If ever rules should prove to difficult to manage, they should be done away with entirely:

>Thomas recognized that the likelihood of the rule of law, of principled government action, is related inversely to the number of criteria the court concocts for determining what political contribution limits are just right. What qualifies judges for this judgment, or how the First Amendment permits it, is unclear. So Thomas sensibly advocated overturning Buckley, allowing people to give, and candidates to spend, what they like, and allowing voters to sort things out. What a concept.

Justice Thomas ought to consult the previous post on interpreting the Constitution. Sometimes the 10 simple rules are not so simple. But the dumb thing about this is the suggestion that the complexity of the situation warrants (in virtue of its complexity) the simple solution of dumping the whole idea of regulating campaign finance altogether.

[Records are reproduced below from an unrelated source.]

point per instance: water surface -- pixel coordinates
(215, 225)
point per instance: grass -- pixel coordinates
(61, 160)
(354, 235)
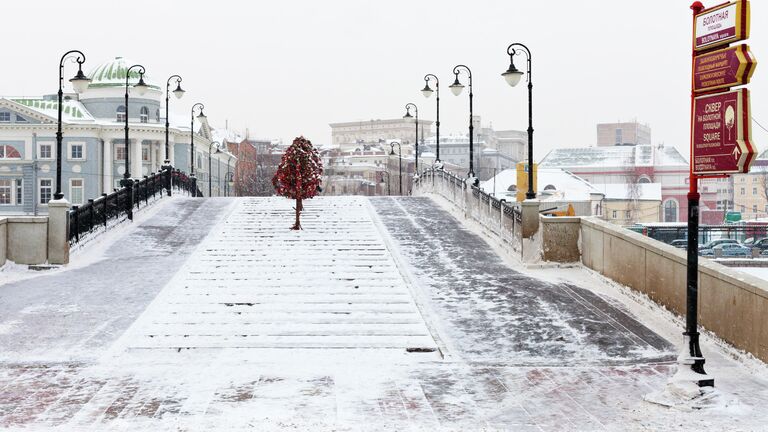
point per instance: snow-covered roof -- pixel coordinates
(111, 73)
(616, 156)
(73, 110)
(623, 191)
(553, 184)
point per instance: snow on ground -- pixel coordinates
(263, 328)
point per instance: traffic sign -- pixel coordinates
(721, 25)
(721, 133)
(727, 67)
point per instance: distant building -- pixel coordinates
(638, 164)
(629, 133)
(347, 135)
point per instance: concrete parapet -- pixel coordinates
(26, 239)
(560, 239)
(58, 228)
(732, 304)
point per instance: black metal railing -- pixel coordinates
(97, 213)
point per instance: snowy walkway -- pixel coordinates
(385, 314)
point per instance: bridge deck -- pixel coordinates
(383, 314)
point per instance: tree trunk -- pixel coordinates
(299, 208)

Perhaps–and maybe I’m a communist radical–it warrants a more sensible set of rules, the kind of rules (or guidelines for rules) one would hope an independent body such as the Supreme Court of the United States might be able to concoct, as if it were their job.

One thought on “Concision”

  1. what Will has failed to include is that the reason so many campaign finance reforms fall short of their task is that, when proposed as legislation, as in the case of McCain-Feingold (which he does cite, but accurate representation, as usual, evades his scribbkles) the teeth of thee sorts of bills are yanked out during the bills travels through various mark-up committees, subcommittees, and the like. it is no fault of the reformer that those he and she seek to reform sit in judgement of the manner of their own correction. when faced with the ostensibly dire consequences of their own unscrupulous acts, they alter the bill in such a way that it avoids any real affects and somehow reflects the blame for said ineffectiveness upon those who have proposed the bill, not those who have altered it beyond its true intent. but will blantantly avoids this implication of those most responisble for the shoddy state of reform, focusing his bile instead on those who actively participate in the process he can only pay lip service to.